De plus en plus, les consommateurs et les ONG interrogent les grandes marques sur la traçabilité, les conditions de travail dans les plantations, la rémunération des agriculteurs, l’impact environnemental de la monoculture de canne et l’utilisation de ressources comme l’eau. Certaines entreprises mettent en avant des initiatives de développement durable, de réduction des émissions de CO₂, de valorisation des résidus de canne (la bagasse) ou de certification éthique. Toutefois, le chemin reste long pour concilier volumes de vente importants et exemplarité sociale et environnementale.
Ces questions prennent une importance grandissante, notamment sur les marchés où les consommateurs sont plus sensibilisés aux enjeux de responsabilité sociale des entreprises. Dans ce contexte, les marques du top 10 sont observées de près. Leur capacité à répondre aux attentes en matière de transparence et de durabilité pourrait, à terme, influencer leur position dans les classements, au-delà des simples volumes écoulés.

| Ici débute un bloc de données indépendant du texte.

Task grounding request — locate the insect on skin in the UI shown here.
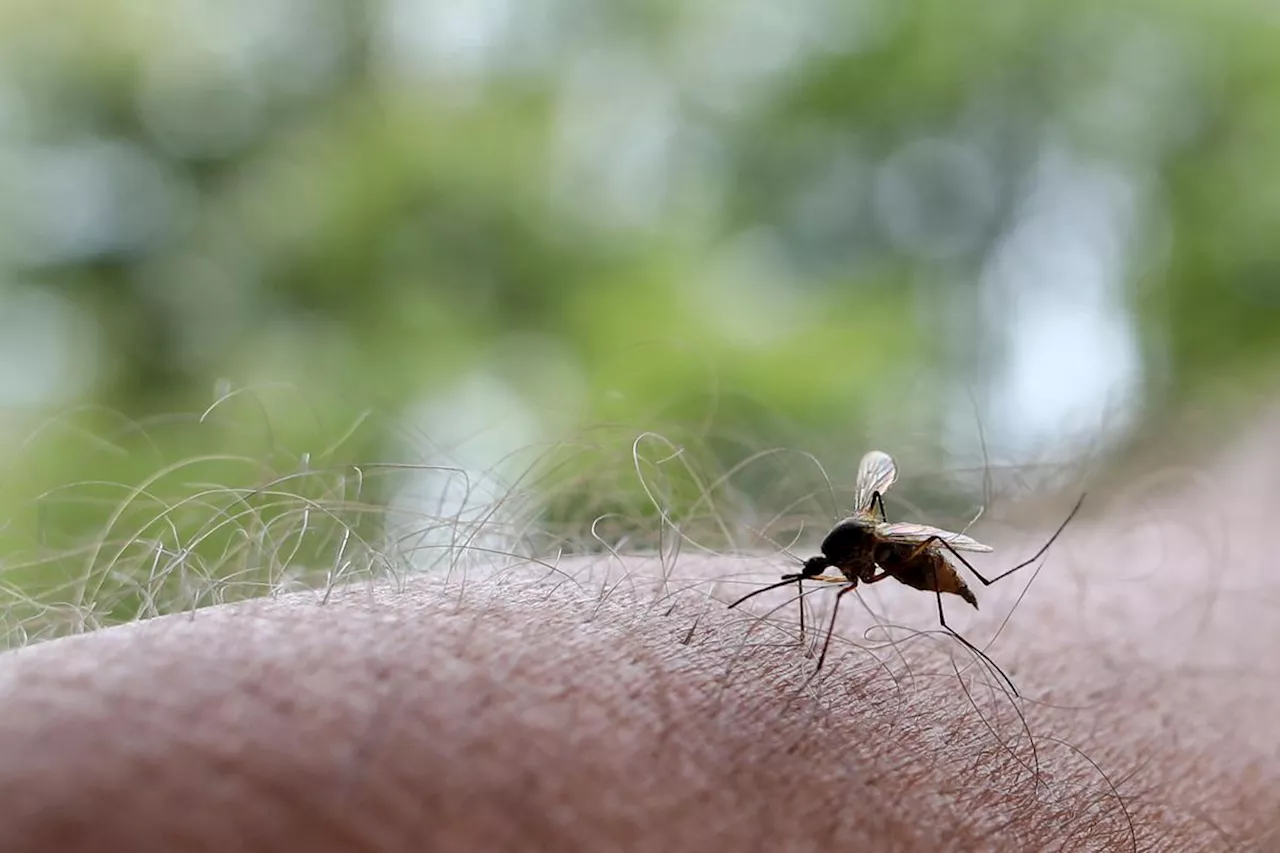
[730,451,1084,695]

10. Un top 10 en mouvement : nouvelles tendances et futurs challengers
Enfin, il faut rappeler que le classement des 10 marques de rhum les plus vendues n’est pas figé. De nouvelles tendances émergent et pourraient redistribuer les cartes dans les années à venir. On observe notamment l’essor de micro-distilleries et de rhums “craft”, plus confidentiels mais portés par une forte demande de diversité, d’authenticité et d’expériences gustatives singulières.

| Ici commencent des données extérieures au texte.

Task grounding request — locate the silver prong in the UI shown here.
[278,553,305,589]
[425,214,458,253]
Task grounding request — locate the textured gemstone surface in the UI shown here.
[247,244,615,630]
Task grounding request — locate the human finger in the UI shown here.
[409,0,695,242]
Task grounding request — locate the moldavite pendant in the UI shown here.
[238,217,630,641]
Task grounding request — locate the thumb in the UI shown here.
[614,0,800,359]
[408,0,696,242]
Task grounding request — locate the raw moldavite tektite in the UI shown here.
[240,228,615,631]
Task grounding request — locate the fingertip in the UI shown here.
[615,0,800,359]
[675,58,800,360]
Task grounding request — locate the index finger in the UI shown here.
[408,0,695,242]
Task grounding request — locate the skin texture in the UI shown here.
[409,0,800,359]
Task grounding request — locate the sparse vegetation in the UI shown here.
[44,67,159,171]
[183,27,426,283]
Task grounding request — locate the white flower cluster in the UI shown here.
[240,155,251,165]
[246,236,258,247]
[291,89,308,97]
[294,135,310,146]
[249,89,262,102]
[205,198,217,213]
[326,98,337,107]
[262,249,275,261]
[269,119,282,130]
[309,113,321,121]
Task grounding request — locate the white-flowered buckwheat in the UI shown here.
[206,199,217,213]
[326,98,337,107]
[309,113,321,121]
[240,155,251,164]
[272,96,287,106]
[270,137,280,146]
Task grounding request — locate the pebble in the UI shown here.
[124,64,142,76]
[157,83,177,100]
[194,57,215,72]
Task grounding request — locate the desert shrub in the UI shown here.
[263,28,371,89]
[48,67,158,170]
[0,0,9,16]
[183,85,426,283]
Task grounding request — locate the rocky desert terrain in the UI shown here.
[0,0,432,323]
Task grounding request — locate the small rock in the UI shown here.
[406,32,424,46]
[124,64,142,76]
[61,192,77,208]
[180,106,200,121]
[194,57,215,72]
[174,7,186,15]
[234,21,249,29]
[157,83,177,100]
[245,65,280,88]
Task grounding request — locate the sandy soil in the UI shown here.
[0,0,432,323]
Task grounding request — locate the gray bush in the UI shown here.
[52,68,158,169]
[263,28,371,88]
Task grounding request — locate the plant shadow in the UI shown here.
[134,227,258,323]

Ces petites marques ne menacent pas, à court terme, les mastodontes en termes de volume, mais elles influencent le discours général sur le rhum. Elles poussent les grands groupes à innover, à créer des gammes plus pointues, à miser sur des éditions limitées, à valoriser davantage le terroir et la qualité intrinsèque des produits. Dans certains marchés, des acteurs locaux peuvent rapidement gagner en visibilité et devenir, à l’échelle d’un pays ou d’une région, des challengers sérieux.
Par ailleurs, l’évolution des réglementations, la fiscalité sur l’alcool, les politiques de santé publique et les changements de modes de consommation (baisse des volumes, recherche de produits de meilleure qualité, intérêt pour les boissons sans alcool ou faiblement alcoolisées) auront un impact sur la hiérarchie des marques. Le top 10 de demain pourrait ainsi être assez différent de celui d’aujourd’hui, même si certains noms historiques, solidement implantés, devraient continuer à occuper les premières places.
En définitive, les 10 marques de rhum les plus vendues au monde reflètent bien plus que des chiffres de production : elles incarnent l’évolution d’un marché global, pris entre l’héritage colonial et les enjeux contemporains de durabilité, entre l’industrie de masse et la quête de produits authentiques, entre la fête en bord de plage et la dégustation posée d’un vieux rhum dans un verre tulipe. Ce classement, mouvant et discuté, raconte surtout l’histoire d’un spiritueux qui, loin de se cantonner à quelques îles tropicales, s’est installé durablement dans le paysage mondial des boissons alcoolisées destinées aux adultes, tout en étant de plus en plus scruté à l’aune de sa responsabilité sociale et environnementale.